How to choose the right POS system for your store:

Choosing the right point–of- sale (P.O.S.) system for your store can be a confusing project. Where do you start? What questions should you ask? How much technical expertise do you need? There are common questions, so let’s examine the process.

As a retailer you must recognize the need for continuous improvement in your business to survive and grow. In today’s competitive environment the right technology is absolutely an essential tool for providing critical information essential for your survival and growth.

Step One: Before You Start

Address the following issues/questions:

  • Why are you investing in a new system?
  • Who should be involved in the project
  • What are you trying to accomplish?

Is your store ready to take the step?

  • Are there any internal cultural issues that you need to address? The way people think is more important than the tools you provide for them.
  • Establish a budget for the project; 2-3 percent of retail sales is a good rule of thumb.
  • Should you buy or lease? Determine how you are going to pay for the system early in the process. Your accountant can advise you on what works best for your business.

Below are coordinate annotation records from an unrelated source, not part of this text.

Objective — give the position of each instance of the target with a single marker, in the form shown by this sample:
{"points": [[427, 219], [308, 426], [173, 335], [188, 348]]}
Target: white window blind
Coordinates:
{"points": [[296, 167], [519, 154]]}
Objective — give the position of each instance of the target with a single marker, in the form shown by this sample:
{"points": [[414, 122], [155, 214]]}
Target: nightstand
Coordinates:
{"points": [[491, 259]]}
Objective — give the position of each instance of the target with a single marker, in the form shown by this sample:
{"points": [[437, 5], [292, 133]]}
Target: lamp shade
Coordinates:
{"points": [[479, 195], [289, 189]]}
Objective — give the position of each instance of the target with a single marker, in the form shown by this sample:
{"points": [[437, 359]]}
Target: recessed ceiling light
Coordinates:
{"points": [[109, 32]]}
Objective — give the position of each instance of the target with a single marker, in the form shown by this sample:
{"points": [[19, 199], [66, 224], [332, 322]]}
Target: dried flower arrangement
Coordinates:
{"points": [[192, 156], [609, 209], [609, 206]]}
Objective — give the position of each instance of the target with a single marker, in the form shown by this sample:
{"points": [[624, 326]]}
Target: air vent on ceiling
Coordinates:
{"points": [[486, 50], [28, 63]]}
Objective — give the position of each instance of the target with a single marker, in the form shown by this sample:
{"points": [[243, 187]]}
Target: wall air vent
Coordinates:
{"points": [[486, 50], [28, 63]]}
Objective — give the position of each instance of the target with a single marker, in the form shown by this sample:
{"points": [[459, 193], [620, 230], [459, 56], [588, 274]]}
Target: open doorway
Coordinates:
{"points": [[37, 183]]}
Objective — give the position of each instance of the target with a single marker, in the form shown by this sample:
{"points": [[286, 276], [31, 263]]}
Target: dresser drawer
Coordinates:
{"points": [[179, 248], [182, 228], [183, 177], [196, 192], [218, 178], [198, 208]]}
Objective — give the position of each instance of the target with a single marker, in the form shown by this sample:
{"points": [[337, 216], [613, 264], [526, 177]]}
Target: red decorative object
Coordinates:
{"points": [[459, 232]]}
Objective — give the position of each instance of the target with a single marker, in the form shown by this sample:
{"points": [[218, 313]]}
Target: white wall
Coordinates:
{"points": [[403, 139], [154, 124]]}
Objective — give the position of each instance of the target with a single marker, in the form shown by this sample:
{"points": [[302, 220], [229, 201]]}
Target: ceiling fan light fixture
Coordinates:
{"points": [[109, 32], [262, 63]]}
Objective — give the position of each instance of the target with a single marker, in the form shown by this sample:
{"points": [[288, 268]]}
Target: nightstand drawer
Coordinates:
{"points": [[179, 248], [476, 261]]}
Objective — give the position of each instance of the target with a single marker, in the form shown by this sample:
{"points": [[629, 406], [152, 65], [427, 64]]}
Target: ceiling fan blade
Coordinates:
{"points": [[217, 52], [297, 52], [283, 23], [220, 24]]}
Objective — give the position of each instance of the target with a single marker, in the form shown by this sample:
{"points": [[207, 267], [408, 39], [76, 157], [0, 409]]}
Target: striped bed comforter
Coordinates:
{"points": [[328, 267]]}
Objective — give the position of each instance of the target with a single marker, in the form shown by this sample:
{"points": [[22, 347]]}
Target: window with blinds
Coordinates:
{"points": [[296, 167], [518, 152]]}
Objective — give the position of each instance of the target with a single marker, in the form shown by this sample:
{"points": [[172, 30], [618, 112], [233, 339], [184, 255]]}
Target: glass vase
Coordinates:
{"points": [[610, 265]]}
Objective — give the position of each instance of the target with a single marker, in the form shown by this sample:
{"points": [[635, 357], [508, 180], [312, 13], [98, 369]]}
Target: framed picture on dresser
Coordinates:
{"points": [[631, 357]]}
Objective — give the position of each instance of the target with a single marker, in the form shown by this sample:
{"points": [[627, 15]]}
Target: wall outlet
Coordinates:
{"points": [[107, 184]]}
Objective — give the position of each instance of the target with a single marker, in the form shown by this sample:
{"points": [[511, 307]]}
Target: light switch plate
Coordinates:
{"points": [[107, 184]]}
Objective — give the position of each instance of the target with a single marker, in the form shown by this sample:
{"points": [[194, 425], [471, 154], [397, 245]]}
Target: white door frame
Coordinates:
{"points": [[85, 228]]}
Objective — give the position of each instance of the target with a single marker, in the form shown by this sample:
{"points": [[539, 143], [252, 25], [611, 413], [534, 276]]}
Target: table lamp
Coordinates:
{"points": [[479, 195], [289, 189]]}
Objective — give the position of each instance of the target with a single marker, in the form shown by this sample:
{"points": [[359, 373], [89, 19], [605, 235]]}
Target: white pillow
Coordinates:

POS is not sufficient: The goal is to achieve true front to back inventory management system and customer tracking system.

Step Two: Planning

Evaluate software vendors and select the right system for your store:

  • Develop a systems requirements document for all the functions you need, differentiating between critical and nice to have features.
  • Produce a document detailing how you currently manage inventory, P.O.S., purchasing & receiving, labeling product, and customer information. This is the blueprint for your system requirements, and is used to score and evaluate the software vendors when they demonstrate their software.
  • Invite no more than three vendors to demo their systems. Score each vendor against your needs document.
  • Provide a demo format to the vendors that are invited. This ensures you control the demo and see the features that are important to your business. It also provides a standard format to score each vendor.
  • Involve your key people. Their input is critical. People on the front line can either be an asset or impediment to the project. They need to feel they helped choose the system they are going to use.•
  • Quote comparison. All vendors must provide an itemized price quotation. These should be put into an Excel spreadsheet and compared by line item.
  • The total cost of ownership. Support contracts, supplies and a cost provision for replacement equipment needed during the first five years of ownership should be factored into the total cost of ownership equation.


Let the vendor make money, it’s a partnership. Negotiate with the vendor for price concessions that are reasonable for both parties. Vendors are more likely to give price concessions on soft cost items such as training and support. These are real cost items to the retailer but to the vendor they factored into their normal overhead costs. Examples would be extra training days, or extending your support contact an additional six months.

Step Three:

Once you have picked a vendor, do the following:

  • Get at least five references, two for new installations and three that have been using the system a minimum of two years. Ask them about the vendor’s responsiveness and problem resolution. If they had any problems, get the vendor’s side of the story.
  • Ask yourself: Has the vendor demonstrated a clear understanding of your business and your system requirements?
  • Did they articulate a coherent Return on Investment (ROI) strategy for you on how to get a pay back from your system?
  • Did they come prepared to follow your demo format and stick to the basics: “the steak, not the sizzle”?

Step Four: The Implementation Plan

A tightly executed implementation will help you avoid the normal pitfalls that cause frustration and needless time delays.

  • Establish a time line backward form the date you want to be online.
  • The critical issue is the inventory database, specifically where will you get the inventory data and how will the information be input into the system. Develop a template with departments, categories, seasons and so on to help your organize your inventory.
  • Develop a training syllabus with the vendor, detailing what will be covered and who will be trained. This will allow you to better schedule your people.
  • Schedule training in phases. If you negotiated for additional training days, save a few to use two or three months after you have been using the system. This can be extremely valuable!
  • The database, is it ready for P.O.S.? Once the database is built, scan check for accuracy and for price accuracy.

A well organized process in choosing a new POS system will ensure a successful outcome.



Dick Calio of R.J. Calio Consulting LLC has been in retail technology for 25 years, and has been involved in the installation of more than 500 systems.